The family has returned to the news in recent days after two men convicted of the Malcolm X murder were acquitted after reviewing the investigation. In February, Malcolm X’s daughters appealed for the case to be reopened in light of new testimony that would implicate New York police and the FBI.
Local police have confirmed the death of 56-year-old Malikah Shabazz, who was found by her daughter. According to the CNN television network, police said the death appears to have occurred due to natural causes.
Bernice King, daughter of another 1960s civil rights activist, Martin Luther King Jr., offered her condolences.

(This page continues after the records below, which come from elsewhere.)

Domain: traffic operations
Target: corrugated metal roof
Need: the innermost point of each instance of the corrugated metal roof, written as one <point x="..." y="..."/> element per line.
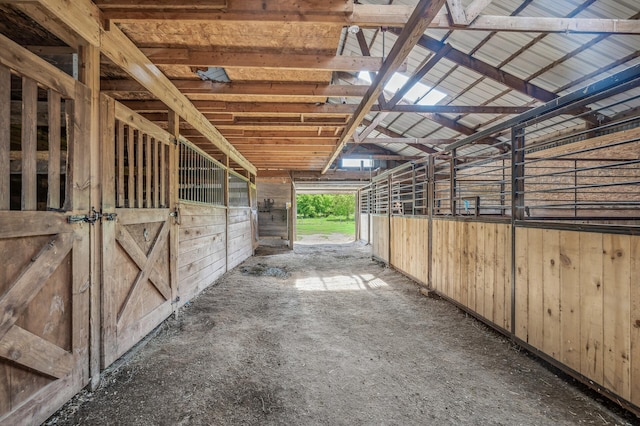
<point x="522" y="55"/>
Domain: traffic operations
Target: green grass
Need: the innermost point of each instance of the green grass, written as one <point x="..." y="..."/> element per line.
<point x="330" y="225"/>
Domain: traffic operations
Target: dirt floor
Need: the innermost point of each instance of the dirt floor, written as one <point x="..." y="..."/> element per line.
<point x="323" y="335"/>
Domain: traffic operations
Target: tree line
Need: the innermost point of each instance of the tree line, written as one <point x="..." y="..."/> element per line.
<point x="324" y="205"/>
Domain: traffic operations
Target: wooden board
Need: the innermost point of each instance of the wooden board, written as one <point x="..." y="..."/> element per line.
<point x="44" y="280"/>
<point x="616" y="275"/>
<point x="409" y="245"/>
<point x="570" y="306"/>
<point x="202" y="250"/>
<point x="139" y="247"/>
<point x="591" y="303"/>
<point x="239" y="242"/>
<point x="380" y="243"/>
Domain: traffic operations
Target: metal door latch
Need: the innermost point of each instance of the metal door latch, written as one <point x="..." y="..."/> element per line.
<point x="92" y="217"/>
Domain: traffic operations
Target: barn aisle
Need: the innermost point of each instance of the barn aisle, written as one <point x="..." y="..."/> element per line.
<point x="324" y="335"/>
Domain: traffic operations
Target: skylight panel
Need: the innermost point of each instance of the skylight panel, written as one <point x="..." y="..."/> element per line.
<point x="357" y="162"/>
<point x="420" y="93"/>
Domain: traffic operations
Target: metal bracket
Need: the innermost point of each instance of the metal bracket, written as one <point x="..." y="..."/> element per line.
<point x="91" y="218"/>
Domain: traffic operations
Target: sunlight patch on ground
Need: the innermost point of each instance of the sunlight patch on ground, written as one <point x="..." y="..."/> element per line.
<point x="340" y="283"/>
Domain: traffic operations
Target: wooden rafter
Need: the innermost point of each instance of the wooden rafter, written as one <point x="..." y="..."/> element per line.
<point x="371" y="16"/>
<point x="423" y="14"/>
<point x="119" y="87"/>
<point x="203" y="58"/>
<point x="84" y="18"/>
<point x="408" y="141"/>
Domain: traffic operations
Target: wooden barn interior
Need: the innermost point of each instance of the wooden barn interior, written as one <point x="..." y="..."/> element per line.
<point x="147" y="146"/>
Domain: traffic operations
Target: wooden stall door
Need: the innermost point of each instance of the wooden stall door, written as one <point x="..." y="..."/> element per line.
<point x="44" y="277"/>
<point x="139" y="257"/>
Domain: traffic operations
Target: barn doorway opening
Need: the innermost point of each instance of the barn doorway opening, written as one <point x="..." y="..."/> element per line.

“I am deeply saddened by the death of Malikah Shabazz. My heart goes out to her family, the descendants of Dr. Betty Shabazz and Malcolm X. Dr. Shabazz was pregnant with Malikah and her twin sister Malaak when Brother Malcolm was murdered. Be at peace, Malikah,” King said via Twitter.
Last week, the New York court said it had obtained evidence favorable to the defense of the men convicted of the death of Malcolm X – who is considered one of the most influential African Americans in history along with Martin Luther King Jr..
The truth about murder
One of Malcolm X’s daughters, Ilyasah Shabazz, said at the time that she hoped the “long-awaited” decision would bring some peace to accused Islam and Aziz and their families. Shabazz, however, reaffirmed that his family still wants to know the full truth behind his father’s murder.
“Full justice will not be done until all parties involved in our father’s orchestrated murder are identified and brought to justice,” she said.
Earlier this year, the daughters presented a letter written by former New York police officer Raymond Wood, now deceased, in which he accused the New York police and FBI of being complicit in the murder.
According to her cousin, Wood, who was black and worked as an undercover agent, claimed to have approached Malcolm X’s entourage under orders from his superiors. Wood said he was responsible for detaining two of the activist’s bodyguards.
Three men were sentenced to life in prison for the crime. Wood, who only wanted his testimony to be made public after his death, maintained that the New York Police Department and the FBI kept certain aspects of the case secret.